To summarise, the verification conditions for adequate data structure representation are:

- For the program
*P*, an adequate reachable domain*Reachable(P)*has been calculated; - DRep is a function on the reachable domain;
- DRep is total on the reachable domain;
- DRep is one-to-one on the reachable domain and its image;
- DRep preserves the structure of the reachable domain

- DRep is an isomorphism of the reachable domain onto its representation

And each of these five conditions is violated by some instance of what have been grouped together as `Year 2000 problems'. What conclusion may we draw?

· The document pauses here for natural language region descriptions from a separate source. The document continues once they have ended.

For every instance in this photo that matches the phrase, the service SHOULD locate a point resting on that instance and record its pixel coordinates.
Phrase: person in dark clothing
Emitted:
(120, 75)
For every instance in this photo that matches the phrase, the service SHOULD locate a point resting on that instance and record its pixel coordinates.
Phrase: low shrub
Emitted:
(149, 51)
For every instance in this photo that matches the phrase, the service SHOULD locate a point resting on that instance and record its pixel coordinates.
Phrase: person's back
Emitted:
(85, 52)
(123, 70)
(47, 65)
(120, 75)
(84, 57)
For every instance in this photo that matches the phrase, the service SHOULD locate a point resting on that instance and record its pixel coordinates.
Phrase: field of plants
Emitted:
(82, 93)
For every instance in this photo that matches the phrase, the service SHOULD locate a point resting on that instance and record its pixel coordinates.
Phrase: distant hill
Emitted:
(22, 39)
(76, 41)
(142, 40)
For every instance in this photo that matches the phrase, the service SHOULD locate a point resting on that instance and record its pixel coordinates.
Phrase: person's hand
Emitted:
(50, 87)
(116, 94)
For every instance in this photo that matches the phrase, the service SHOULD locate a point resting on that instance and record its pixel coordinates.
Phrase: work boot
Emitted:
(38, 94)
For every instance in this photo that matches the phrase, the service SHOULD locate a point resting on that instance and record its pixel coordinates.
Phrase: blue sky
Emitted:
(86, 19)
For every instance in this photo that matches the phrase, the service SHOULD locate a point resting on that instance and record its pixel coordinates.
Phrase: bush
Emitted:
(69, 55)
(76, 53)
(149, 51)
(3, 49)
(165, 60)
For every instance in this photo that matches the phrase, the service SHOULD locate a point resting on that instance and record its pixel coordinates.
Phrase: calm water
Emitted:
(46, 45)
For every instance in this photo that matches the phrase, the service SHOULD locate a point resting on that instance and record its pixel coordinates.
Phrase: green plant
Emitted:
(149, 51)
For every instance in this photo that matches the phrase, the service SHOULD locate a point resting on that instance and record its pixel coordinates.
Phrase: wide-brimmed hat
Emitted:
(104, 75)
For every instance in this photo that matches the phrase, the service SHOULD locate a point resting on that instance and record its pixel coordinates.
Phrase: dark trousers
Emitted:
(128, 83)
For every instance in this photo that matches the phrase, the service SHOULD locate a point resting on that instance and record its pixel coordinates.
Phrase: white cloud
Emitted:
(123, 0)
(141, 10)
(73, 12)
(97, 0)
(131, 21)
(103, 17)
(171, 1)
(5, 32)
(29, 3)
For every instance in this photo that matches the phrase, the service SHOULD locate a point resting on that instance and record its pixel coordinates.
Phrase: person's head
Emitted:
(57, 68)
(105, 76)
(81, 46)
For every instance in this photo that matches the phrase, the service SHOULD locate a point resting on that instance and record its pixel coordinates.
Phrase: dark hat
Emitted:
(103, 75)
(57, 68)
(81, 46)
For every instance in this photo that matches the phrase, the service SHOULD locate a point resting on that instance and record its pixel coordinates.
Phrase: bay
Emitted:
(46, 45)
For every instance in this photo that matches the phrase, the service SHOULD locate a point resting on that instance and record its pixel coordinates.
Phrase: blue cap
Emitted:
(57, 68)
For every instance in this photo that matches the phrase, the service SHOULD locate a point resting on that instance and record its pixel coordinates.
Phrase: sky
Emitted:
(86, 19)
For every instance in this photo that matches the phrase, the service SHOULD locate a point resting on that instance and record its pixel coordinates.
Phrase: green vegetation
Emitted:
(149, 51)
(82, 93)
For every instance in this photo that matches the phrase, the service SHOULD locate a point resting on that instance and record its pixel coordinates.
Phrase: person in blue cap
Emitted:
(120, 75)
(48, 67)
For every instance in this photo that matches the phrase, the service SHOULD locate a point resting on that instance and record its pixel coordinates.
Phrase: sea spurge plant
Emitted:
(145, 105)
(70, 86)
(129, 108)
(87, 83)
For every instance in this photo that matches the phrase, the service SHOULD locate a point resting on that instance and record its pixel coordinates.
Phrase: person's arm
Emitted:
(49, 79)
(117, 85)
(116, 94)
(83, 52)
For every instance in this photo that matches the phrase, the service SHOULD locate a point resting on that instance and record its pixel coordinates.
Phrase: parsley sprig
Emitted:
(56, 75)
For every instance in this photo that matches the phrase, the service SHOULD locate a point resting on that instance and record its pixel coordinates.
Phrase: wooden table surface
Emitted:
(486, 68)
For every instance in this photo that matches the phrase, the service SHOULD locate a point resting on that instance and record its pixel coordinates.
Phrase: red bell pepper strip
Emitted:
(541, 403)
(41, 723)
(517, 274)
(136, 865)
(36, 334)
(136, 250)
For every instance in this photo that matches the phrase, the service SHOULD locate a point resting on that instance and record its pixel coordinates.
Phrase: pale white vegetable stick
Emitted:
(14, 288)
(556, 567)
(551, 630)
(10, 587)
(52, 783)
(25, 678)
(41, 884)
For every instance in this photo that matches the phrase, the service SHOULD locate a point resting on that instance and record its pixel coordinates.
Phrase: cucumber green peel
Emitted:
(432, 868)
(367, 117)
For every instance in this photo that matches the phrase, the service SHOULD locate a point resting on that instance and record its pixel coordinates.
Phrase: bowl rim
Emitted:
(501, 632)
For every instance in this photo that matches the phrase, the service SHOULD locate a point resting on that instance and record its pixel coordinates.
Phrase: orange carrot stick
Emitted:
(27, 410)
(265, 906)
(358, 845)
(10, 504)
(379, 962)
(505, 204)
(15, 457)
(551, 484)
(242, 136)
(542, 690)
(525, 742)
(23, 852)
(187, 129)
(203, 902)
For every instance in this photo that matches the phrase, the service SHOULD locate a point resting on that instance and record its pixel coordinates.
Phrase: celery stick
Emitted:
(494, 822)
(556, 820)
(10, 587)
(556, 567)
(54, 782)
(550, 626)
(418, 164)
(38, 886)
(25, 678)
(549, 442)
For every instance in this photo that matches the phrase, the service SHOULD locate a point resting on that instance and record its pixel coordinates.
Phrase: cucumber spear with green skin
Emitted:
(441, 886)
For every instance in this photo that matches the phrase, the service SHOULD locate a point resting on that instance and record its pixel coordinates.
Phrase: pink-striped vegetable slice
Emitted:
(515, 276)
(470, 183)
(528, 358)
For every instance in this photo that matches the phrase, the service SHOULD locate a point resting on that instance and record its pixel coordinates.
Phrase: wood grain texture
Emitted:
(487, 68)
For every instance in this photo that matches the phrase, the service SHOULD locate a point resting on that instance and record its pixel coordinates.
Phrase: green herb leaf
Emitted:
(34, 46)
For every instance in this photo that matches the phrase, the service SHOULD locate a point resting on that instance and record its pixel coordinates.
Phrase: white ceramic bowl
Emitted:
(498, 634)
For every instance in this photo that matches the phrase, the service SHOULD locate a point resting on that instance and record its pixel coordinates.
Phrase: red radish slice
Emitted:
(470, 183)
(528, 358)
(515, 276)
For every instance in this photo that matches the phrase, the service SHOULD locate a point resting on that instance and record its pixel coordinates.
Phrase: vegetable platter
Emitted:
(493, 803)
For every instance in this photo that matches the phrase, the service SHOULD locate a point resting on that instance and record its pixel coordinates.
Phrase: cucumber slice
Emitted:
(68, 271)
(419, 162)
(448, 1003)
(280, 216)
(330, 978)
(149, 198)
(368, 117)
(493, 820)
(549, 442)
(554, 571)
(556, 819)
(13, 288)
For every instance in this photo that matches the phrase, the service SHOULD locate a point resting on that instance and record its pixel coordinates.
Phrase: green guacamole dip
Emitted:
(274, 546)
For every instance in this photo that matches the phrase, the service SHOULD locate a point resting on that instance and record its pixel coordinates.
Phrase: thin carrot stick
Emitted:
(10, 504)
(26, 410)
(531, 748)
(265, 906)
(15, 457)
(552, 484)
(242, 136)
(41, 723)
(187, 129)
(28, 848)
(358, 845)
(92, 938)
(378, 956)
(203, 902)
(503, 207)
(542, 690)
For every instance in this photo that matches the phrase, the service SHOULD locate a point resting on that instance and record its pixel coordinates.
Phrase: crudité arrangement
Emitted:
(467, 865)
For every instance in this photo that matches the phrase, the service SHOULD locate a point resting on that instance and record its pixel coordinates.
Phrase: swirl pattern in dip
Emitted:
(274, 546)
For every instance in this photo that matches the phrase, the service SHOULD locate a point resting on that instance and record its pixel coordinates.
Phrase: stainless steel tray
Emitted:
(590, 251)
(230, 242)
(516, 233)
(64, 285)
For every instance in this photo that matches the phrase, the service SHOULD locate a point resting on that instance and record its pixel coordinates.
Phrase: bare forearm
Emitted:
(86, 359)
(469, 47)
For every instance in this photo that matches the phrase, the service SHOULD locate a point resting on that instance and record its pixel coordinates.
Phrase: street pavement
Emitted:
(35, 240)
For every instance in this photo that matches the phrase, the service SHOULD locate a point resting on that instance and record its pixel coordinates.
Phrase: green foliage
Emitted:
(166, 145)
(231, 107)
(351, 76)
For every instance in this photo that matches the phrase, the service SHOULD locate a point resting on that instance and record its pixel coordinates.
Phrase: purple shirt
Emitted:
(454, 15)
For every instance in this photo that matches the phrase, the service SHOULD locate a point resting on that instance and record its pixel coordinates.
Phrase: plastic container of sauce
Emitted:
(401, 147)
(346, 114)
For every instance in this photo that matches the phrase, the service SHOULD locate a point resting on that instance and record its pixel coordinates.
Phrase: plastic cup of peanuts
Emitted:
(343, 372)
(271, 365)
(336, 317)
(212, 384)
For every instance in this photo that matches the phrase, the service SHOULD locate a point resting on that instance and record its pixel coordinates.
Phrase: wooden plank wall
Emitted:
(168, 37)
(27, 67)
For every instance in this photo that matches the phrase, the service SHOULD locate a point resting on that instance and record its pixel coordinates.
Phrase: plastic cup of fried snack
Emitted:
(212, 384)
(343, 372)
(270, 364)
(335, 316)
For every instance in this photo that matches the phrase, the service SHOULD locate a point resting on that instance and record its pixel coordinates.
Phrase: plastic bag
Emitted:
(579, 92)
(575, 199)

It used to be said that program verification was too expensive for
practical use in software development. Various estimates now put the
cost of dealing with the Year 2000 issues, including determining for a
given system whether there are Year 2000 problems or not, at about
$300-600 billion world-wide (estimate from the Gartner Group, quoted
by the OECD on their WWW page
*The
Year 2000 Problem*) up to $3.6 trillion (Capers Jones, estimating
pre-2000 repairs plus post-2000 damage control and repair, in
interview with
*The
Millennium Journal*, V.V, May 1998.
The actual cost may vary but is unlikely to
be lower than the Gartner Group's lowest estimate of $300 billion.
Had the (in this case) relatively simple data structure
verifications been performed during software development, we would
have no Year 2000 problem and this $600 billion would have been saved.
We can hardly believe that it would have cost world-wide more than
this sum to have verified the software in the first place, because it
is well-known that reverse engineering costs more than forward
development, and the costs of Year 2000 checks are almost all reverse
engineering. We hope that software developers will no longer have the
temerity to claim that verification at development time costs more
than fixing the inevitable problems later. The Year 2000 problems
stand as clear counter examples to this claim.